Visual Basic is Kinda Cool!
I started my journey into development and programming by pushing the boundaries of Excel while working with mortgage data. As the data grew, I needed more automation and discovered VBA scripting. Despite its limitations, VBA opened my eyes to the power of programming, turning complex tasks into simple ones. This experience sparked a passion for programming for me and became the catalyst for pursuing a career in engineering.
Dotnet Land
My initial foray beyond a simplified language like VBA was into the world of C# and VB.NET. I must admit, coming from VBA, VB.NET was much more attractive than C# at the time. As the years have passed however, I have seen the light, drank the Kool-Aid, and adamantly prefer C# on .NET projects unless required otherwise. I am presently looking forward to the day where .NET Framework is a thing of the past for me and I can live peacefully in .NET Core bliss!
Excelling Beyond Excel
As they say, business runs on Excel but not because it should, rather because it is easy and fast to get up and running as a "reporting solution". But as a reporting solution, it is just not very good and certainly not scalable. Within my career, this has led me to develop proficiencies all across the data spectrum including database administration, SQL, NoSQL, ETL, business analysis, data engineering, and more.
The World Wide Web
.NET is a fantastic language but prior to Blazor (when I started learning in 2016), devs still ultimately needed to mix .NET and React, Vue, etc. in most cases to create truly interactive web applications. Understanding this, I took the opportunity to learn and have had the pleasure of working with web tech of all kinds, building from the basics (HTML, CSS, JS, Jquery, etc.) up to the more advanced (React, Svelte, Vue, etc.).

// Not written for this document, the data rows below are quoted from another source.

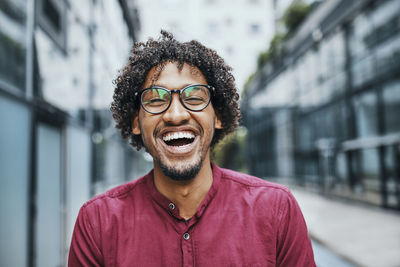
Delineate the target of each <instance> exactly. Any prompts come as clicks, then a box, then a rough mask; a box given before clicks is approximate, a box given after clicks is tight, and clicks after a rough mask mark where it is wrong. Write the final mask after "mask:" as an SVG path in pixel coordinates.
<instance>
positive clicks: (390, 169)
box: [385, 145, 400, 208]
mask: <svg viewBox="0 0 400 267" xmlns="http://www.w3.org/2000/svg"><path fill="white" fill-rule="evenodd" d="M385 167H386V175H387V177H386V185H385V187H386V191H387V199H386V202H387V205H388V206H389V207H394V208H400V172H399V171H400V145H394V146H390V147H385Z"/></svg>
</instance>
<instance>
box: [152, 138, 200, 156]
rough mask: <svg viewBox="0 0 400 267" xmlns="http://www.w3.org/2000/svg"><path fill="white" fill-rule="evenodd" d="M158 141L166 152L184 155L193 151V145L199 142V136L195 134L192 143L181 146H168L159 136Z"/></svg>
mask: <svg viewBox="0 0 400 267" xmlns="http://www.w3.org/2000/svg"><path fill="white" fill-rule="evenodd" d="M159 142H160V143H161V146H162V147H163V148H164V150H165V151H167V152H168V153H170V154H172V155H185V154H190V153H191V152H192V151H194V148H195V146H196V145H197V143H198V142H199V136H198V135H196V136H195V138H194V140H193V142H192V143H190V144H187V145H183V146H169V145H167V144H166V143H165V142H164V141H163V140H162V139H161V138H160V139H159Z"/></svg>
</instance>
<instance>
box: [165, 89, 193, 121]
mask: <svg viewBox="0 0 400 267" xmlns="http://www.w3.org/2000/svg"><path fill="white" fill-rule="evenodd" d="M189 118H190V113H189V111H188V110H187V109H186V108H185V107H184V106H183V105H182V103H181V101H180V99H179V93H172V99H171V105H170V106H169V108H168V109H167V110H166V111H165V112H164V113H163V120H164V121H165V122H166V123H168V124H172V125H180V124H182V123H184V122H187V121H188V120H189Z"/></svg>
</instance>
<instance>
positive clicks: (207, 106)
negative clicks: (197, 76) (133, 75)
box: [135, 84, 215, 114]
mask: <svg viewBox="0 0 400 267" xmlns="http://www.w3.org/2000/svg"><path fill="white" fill-rule="evenodd" d="M192 86H203V87H206V88H207V89H208V91H209V92H210V98H209V99H208V102H207V104H206V105H205V106H204V107H203V108H201V109H191V108H189V107H187V106H186V105H185V103H184V102H183V100H182V92H183V91H184V90H186V89H187V88H189V87H192ZM150 89H163V90H165V91H167V93H168V94H169V96H170V99H171V100H170V101H169V103H168V106H167V107H166V108H165V109H164V110H163V111H160V112H151V111H148V110H147V109H146V108H145V107H144V105H143V101H142V95H143V92H145V91H146V90H150ZM172 93H179V102H181V104H182V106H183V107H184V108H186V109H187V110H190V111H194V112H198V111H202V110H204V109H205V108H207V107H208V105H210V102H211V98H212V97H213V96H214V95H215V87H214V86H211V85H208V84H189V85H187V86H185V87H183V88H182V89H172V90H170V89H167V88H165V87H162V86H150V87H147V88H144V89H143V90H141V91H140V92H136V93H135V95H137V96H138V97H139V101H140V105H141V106H142V108H143V109H144V110H145V111H146V112H148V113H150V114H161V113H163V112H165V111H167V110H168V109H169V107H170V106H171V103H172Z"/></svg>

The Cloud Will Set You Free!
Servers and physical infra are great but so is having all of that and more without the overhead of managing it. That is my ideal sweet spot in terms of how I approach infra and has been a major focal point for what I do and the solutions I create. It's fast, scalable, and in most use cases cost effective. There are of course exceptions, respect and love for on-prem, but the cloud has my heart. Azure, AWS, GCP, Cloudflare... Yes please!
DevOps Is Dope!
And Infrastucture as Code (IaC) is what makes it so good. There is something so satisfying about being able to deploy all your infra with just code AKA IaC. It's feel almost like having freaking superpowers sometimes, the things we can do with just code. I mean its not all unicorns and rainbows but its still my happy place. SST, CDK, ARM, Terraform, Pulumi... I love them all!*
The Stack Is Full But Not Overflowing
Frontend, backend, databases, infra, CI/CD, the whole gambit. Too much to master but things are so good nowadays, there is so much you can do from a full-stack perspective and do efficiently. Its certainly not the easy path but with time and a whole lot of effort, it is very rewarding.